Over 10,000 men are annually diagnosed with prostate cancer in Sweden. Out of those, 2,300 of these lives cannot be saved, whereas many others can be cured or actually carry harmless tumours. The medical services are struggling with a balancing act between detecting as many cancers as possible in good time to start treatments early, and avoiding to diagnose men with cancer when the tumour is harmless as this causes unnecessary anxiety and negatively impacts the quality of life.
Consequently, intense work is carried out at research institutes to improve the methods distinguishing cancers that require treatment from cancers that should be left untouched, or preferably should not even be detected.
The research group of Professor Maréne Landström at the Department of Medical Biosciences is busy studying just that. In this project, they have also collaborated with a research group at Uppsala University.
The Umeå researchers have now discovered a new function in specific proteins in the transforming growth factor beta (TGF-β) signalling pathway, which is a significant path that affects how cancer cells grow and spread. This may have huge implications on the treatment of cancer since the discovery makes it possible to identify the men who are at risk of developing aggressive and life-threatening prostate cancer more easily, faster and early in the course of disease.

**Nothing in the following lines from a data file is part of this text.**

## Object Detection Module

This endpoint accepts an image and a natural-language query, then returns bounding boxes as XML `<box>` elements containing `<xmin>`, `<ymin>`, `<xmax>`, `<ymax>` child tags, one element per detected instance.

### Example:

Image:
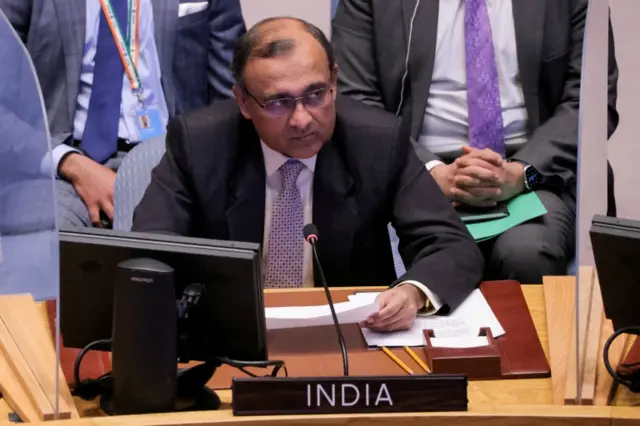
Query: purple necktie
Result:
<box><xmin>464</xmin><ymin>0</ymin><xmax>504</xmax><ymax>156</ymax></box>
<box><xmin>265</xmin><ymin>160</ymin><xmax>305</xmax><ymax>288</ymax></box>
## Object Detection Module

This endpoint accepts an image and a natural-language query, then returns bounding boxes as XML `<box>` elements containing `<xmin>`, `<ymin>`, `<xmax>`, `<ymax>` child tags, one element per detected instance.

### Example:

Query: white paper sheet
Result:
<box><xmin>265</xmin><ymin>298</ymin><xmax>378</xmax><ymax>330</ymax></box>
<box><xmin>349</xmin><ymin>289</ymin><xmax>504</xmax><ymax>348</ymax></box>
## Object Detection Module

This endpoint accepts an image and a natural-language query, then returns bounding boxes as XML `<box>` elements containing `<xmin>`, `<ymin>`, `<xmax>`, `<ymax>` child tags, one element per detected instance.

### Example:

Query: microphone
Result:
<box><xmin>302</xmin><ymin>223</ymin><xmax>349</xmax><ymax>376</ymax></box>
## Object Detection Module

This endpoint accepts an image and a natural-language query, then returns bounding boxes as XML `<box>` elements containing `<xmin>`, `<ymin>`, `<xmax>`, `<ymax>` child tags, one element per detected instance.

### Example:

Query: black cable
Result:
<box><xmin>73</xmin><ymin>339</ymin><xmax>111</xmax><ymax>400</ymax></box>
<box><xmin>602</xmin><ymin>326</ymin><xmax>640</xmax><ymax>392</ymax></box>
<box><xmin>214</xmin><ymin>357</ymin><xmax>289</xmax><ymax>377</ymax></box>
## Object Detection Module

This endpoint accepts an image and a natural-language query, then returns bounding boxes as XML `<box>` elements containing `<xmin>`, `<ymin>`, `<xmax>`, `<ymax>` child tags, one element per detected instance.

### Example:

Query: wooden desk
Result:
<box><xmin>0</xmin><ymin>285</ymin><xmax>640</xmax><ymax>426</ymax></box>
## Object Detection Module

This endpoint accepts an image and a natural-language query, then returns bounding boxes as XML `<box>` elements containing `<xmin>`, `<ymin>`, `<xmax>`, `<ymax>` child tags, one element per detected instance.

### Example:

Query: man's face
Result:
<box><xmin>234</xmin><ymin>33</ymin><xmax>337</xmax><ymax>158</ymax></box>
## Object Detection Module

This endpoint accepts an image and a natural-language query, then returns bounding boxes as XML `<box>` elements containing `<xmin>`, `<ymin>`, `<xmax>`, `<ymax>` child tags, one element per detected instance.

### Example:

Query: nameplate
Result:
<box><xmin>231</xmin><ymin>374</ymin><xmax>467</xmax><ymax>416</ymax></box>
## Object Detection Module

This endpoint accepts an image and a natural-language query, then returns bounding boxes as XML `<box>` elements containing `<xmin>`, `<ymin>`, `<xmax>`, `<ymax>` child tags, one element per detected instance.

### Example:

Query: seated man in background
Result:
<box><xmin>0</xmin><ymin>0</ymin><xmax>245</xmax><ymax>227</ymax></box>
<box><xmin>132</xmin><ymin>18</ymin><xmax>483</xmax><ymax>330</ymax></box>
<box><xmin>332</xmin><ymin>0</ymin><xmax>618</xmax><ymax>283</ymax></box>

“We have found a new, previously unknown, function of the TGF-β type I receptor (TbRI), which is an important signalling protein in cancer cells. Previous studies have shown that TGF-β signalling is important in the development of several cancer forms,” says Maréne Landström, Professor of Pathology at the Department of Medical Biosciences at Umeå University, continuing: “But with the use of this new discovery, we can put the men with prostate cancer whose prognosis is promising at ease, and those with high-risk prostate cancer can be offered treatment sooner. Our findings and the publication is significant for a large group of patients with prostate cancer, and there is reason to believe that further patient groups will benefit from this.

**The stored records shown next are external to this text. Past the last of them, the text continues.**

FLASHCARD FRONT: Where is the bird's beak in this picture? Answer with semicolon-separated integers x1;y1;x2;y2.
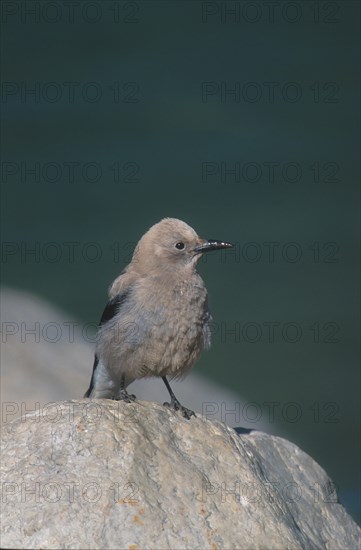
194;239;233;254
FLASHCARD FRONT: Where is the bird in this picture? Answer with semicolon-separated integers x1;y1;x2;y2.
84;218;233;419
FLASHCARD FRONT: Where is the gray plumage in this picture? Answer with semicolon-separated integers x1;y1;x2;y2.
84;218;232;418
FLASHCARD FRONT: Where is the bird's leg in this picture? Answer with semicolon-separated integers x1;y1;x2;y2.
162;376;195;420
113;374;135;403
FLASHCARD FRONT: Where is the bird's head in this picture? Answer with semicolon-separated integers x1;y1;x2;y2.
132;218;233;272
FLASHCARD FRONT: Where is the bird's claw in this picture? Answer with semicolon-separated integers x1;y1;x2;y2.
113;390;136;403
163;399;195;420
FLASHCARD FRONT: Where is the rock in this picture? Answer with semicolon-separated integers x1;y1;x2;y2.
2;399;361;550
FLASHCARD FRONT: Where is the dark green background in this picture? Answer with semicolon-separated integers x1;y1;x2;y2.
1;1;360;528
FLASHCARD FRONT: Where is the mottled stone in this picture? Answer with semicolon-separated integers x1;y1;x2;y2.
1;399;361;550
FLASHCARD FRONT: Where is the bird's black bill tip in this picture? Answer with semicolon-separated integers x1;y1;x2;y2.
194;239;234;254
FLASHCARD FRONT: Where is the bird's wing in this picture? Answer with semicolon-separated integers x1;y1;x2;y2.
84;289;129;397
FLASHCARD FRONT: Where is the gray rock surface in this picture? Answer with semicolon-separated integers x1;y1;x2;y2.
1;400;360;550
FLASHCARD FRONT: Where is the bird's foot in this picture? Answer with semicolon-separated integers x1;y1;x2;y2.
163;399;195;420
113;390;136;403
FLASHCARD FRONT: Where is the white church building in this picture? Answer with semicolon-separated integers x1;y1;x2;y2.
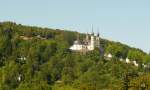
70;33;100;52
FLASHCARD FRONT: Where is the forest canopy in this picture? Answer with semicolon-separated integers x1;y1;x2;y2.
0;22;150;90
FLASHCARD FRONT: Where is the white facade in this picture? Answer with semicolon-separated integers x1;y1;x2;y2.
69;34;99;51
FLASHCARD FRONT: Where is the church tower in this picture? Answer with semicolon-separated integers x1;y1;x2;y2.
95;32;100;48
91;31;95;50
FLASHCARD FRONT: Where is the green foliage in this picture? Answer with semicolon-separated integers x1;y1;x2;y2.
0;22;150;90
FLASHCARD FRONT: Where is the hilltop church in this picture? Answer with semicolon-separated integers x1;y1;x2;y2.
70;32;100;52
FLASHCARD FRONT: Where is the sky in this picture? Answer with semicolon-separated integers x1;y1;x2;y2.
0;0;150;52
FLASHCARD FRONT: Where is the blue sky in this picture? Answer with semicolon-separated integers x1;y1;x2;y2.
0;0;150;52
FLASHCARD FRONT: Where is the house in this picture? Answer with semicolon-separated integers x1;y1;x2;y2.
69;33;100;52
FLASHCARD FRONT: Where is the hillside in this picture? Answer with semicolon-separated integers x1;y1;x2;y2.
0;22;150;90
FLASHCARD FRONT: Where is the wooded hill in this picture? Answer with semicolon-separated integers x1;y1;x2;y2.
0;22;150;90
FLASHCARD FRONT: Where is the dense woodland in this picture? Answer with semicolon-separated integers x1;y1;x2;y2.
0;22;150;90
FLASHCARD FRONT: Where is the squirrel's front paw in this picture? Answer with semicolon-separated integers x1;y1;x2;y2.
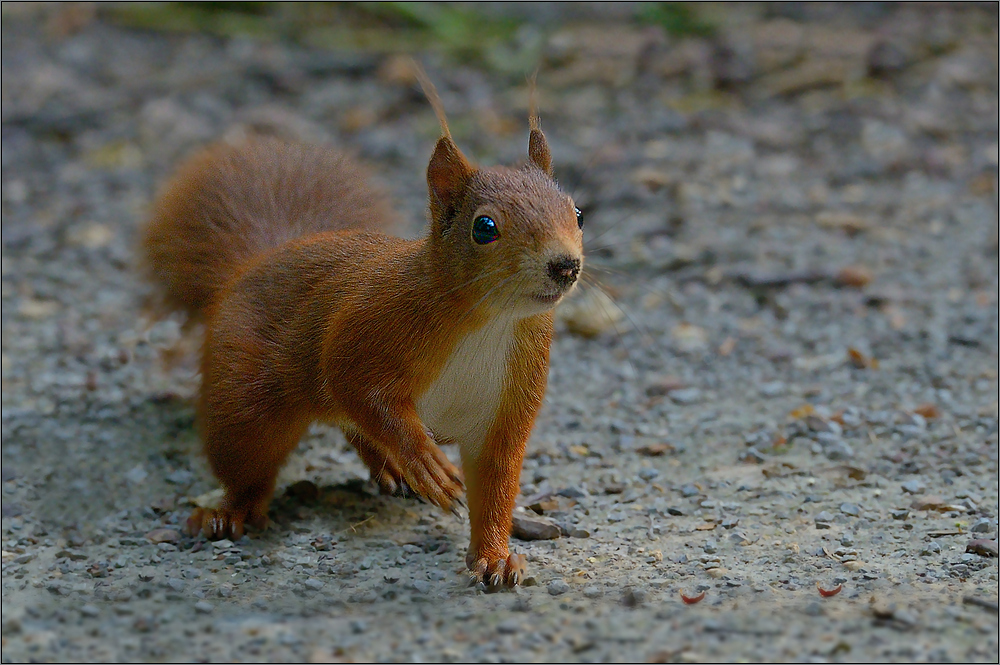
466;554;528;587
365;441;465;511
187;508;267;540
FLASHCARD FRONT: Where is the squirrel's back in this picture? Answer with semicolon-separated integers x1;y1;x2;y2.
143;138;392;319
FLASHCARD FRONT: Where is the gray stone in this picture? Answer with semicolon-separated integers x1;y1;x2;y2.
639;466;660;481
840;503;861;517
668;388;701;404
969;517;993;533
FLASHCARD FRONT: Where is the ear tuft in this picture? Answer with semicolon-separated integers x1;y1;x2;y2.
427;136;474;223
528;127;552;176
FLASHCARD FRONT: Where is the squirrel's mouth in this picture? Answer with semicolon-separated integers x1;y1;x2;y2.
531;291;566;305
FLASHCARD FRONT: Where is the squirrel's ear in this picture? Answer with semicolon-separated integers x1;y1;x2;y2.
528;128;552;176
427;136;473;221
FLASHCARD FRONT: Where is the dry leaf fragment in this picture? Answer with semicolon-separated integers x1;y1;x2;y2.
847;346;878;369
910;495;968;513
834;266;875;289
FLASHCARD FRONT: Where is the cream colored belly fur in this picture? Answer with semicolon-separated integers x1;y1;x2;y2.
417;318;515;456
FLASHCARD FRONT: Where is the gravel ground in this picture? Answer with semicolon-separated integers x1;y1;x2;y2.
2;4;998;662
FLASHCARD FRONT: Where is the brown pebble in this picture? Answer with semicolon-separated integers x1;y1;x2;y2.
965;538;997;559
913;403;941;420
510;514;562;540
146;529;181;545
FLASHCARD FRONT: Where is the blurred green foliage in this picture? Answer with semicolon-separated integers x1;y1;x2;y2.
104;2;519;52
637;2;715;37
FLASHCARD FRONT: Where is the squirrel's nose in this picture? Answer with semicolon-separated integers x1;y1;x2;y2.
549;256;580;289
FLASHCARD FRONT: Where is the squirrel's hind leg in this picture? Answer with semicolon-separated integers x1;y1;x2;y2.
187;413;310;540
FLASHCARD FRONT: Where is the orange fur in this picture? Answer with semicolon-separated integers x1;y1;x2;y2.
145;105;582;584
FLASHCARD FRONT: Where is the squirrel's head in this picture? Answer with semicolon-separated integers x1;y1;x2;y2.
427;107;583;316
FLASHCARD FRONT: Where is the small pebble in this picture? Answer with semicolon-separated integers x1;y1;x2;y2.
840;503;861;517
622;587;646;607
965;538;997;559
510;513;562;541
125;465;149;485
497;619;523;635
146;529;181;545
639;466;660;481
668;388;701;404
758;381;788;397
969;517;993;533
920;540;941;556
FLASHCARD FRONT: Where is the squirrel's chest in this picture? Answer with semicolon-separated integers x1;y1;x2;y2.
417;321;514;445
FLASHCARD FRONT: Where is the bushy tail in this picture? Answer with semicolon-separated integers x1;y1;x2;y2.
143;138;392;320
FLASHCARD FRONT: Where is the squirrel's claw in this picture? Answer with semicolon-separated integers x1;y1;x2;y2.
469;554;527;590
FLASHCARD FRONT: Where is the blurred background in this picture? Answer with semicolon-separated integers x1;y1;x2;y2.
0;2;1000;662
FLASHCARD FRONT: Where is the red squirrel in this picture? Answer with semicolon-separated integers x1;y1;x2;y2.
143;74;583;586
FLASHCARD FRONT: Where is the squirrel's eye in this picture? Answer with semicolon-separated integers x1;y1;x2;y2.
472;215;500;245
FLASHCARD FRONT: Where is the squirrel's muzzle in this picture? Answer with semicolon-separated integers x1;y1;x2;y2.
549;256;580;289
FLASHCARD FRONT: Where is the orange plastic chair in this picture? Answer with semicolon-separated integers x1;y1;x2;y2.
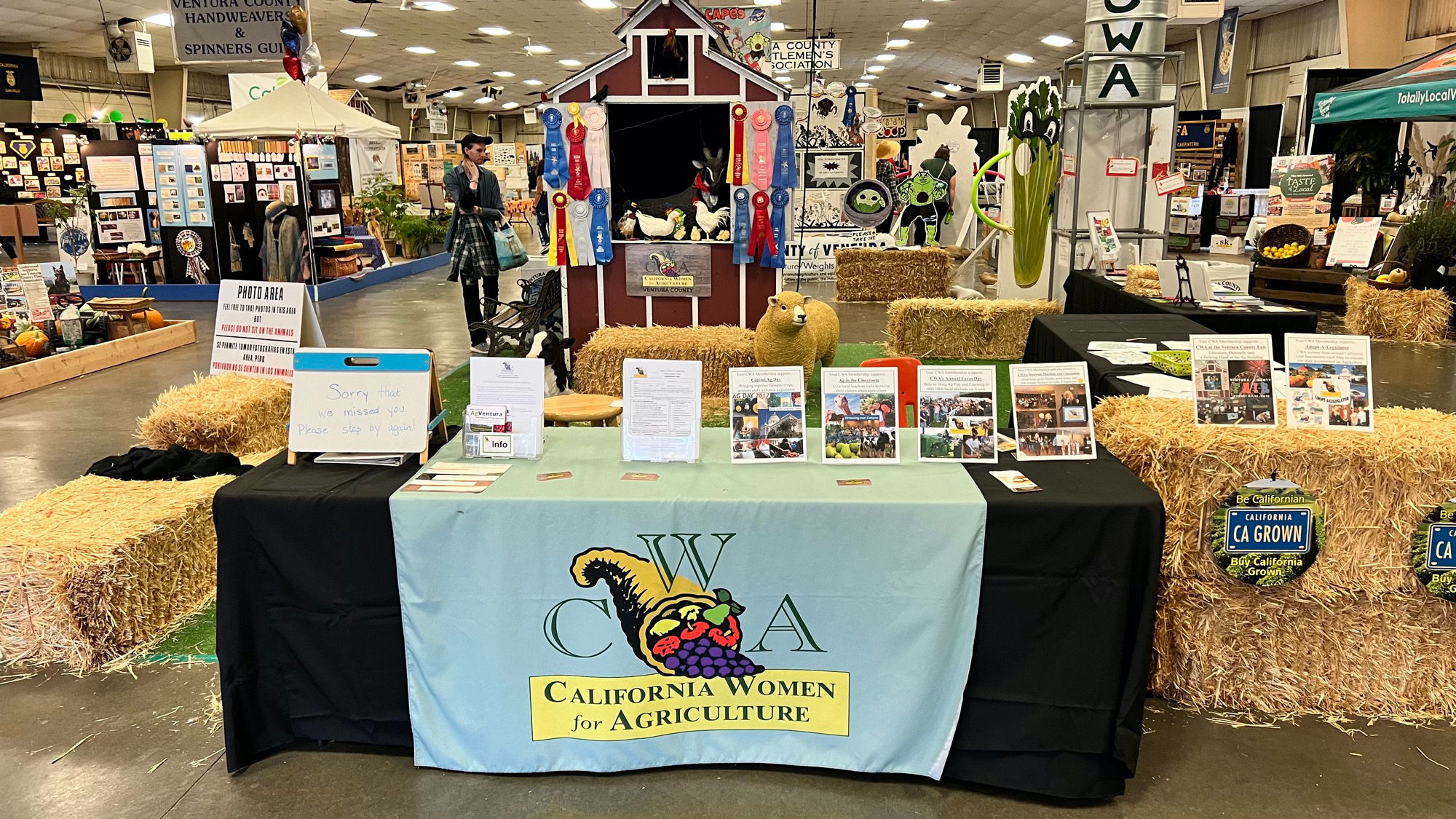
859;355;920;430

Jie Song, first author of the publication in EBioMedicine is tremendously pleased:
“Our discovery is a breakthrough in cancer research in the field of TGF-β signalling,” she says whilst explaining the finding in more detail:
“We have discovered that AURKB, which is a kinase usually overexpressed in cancer cells, interacts with TβRI during cell division of both prostate cancer cells and neuroblastoma cells, which is a form of cancer common in children. We have also shown that TRAF6 — an enzyme which causes so-called K63-linked polyubiquitination — ubiquitinates AURKB on two amino acids and thereby contributes to the kinase activity of AURKB when cancer cells proliferate. By in situ PLA technique, we show that K63-linked polyubiquitination of AURKB is present in lung adenocarcinoma, prostate cancer and clear cell renal cell carcinoma in patient tissue sections. Moreover, the AURKB-TβRI complex is correlated with the malignancy of prostate cancer. Our results suggest that the AURKB-TβRI complex may be a useful biomarker for early detection of advanced prostate cancer, which may be of huge clinical benefit in the development of precision drugs for treating prostate cancer,” she says.
This finding is so unique that the researchers have applied for a patent through the pharmaceutical development company, MetaCurUm Biotech AB, as well as recruited further members to the research group. “We wish to really reach out with these news to the medical services as we think it can be of great use to patients with cancer, and to the medical services in general,” says Maréne Landström.

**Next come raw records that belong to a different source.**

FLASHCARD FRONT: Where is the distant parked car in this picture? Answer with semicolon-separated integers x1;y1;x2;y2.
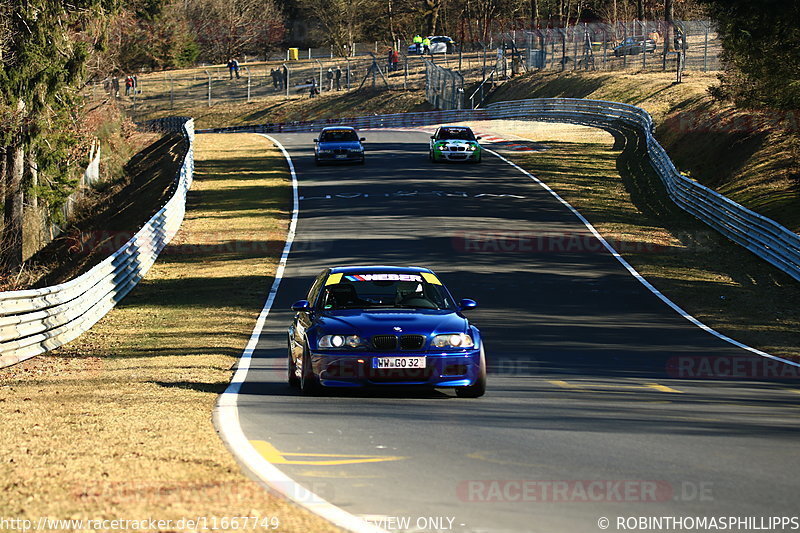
408;35;456;55
614;37;656;57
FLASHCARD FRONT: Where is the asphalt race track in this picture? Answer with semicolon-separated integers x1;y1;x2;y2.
234;131;800;532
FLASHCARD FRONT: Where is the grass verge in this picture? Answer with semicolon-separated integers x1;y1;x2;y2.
0;135;334;532
488;122;800;361
135;88;433;129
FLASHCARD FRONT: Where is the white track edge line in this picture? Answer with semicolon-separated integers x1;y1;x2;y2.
213;134;386;533
484;148;800;368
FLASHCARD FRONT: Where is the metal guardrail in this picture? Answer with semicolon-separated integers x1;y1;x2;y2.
486;98;800;281
203;98;800;281
0;118;194;368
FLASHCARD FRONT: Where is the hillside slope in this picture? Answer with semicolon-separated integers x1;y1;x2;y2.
489;72;800;232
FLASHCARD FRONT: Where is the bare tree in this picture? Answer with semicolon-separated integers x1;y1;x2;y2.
185;0;283;61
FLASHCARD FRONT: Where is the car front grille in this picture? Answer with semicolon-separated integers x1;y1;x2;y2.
372;335;425;350
400;335;425;350
372;335;397;350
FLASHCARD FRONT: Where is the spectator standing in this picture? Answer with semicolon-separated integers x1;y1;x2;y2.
392;50;400;70
412;34;422;54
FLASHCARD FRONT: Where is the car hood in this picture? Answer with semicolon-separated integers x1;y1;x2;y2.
319;141;361;150
316;309;469;337
435;139;478;146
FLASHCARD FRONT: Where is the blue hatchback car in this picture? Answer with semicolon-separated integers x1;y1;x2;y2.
314;126;366;165
288;266;486;398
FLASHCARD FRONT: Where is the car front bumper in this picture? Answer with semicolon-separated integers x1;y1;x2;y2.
311;348;481;387
435;150;481;161
315;152;364;163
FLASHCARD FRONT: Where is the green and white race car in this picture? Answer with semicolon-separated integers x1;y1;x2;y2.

“We will apply for funding from innovation agencies such as Vinnova and others to develop a method that the medical services can use. We estimate that it will take us two to three years to develop a test based on our findings,” says Maréne Landström.
What happens next?
“We are now investigating the molecular mechanisms for how these proteins can affect the activity of one another. This takes place in a research project in collaboration with Professor Magnus Wolf-Watz at the Department of Chemistry at Umeå University, and through studies of clinical samples from patients together with our clinical partners from the medical service.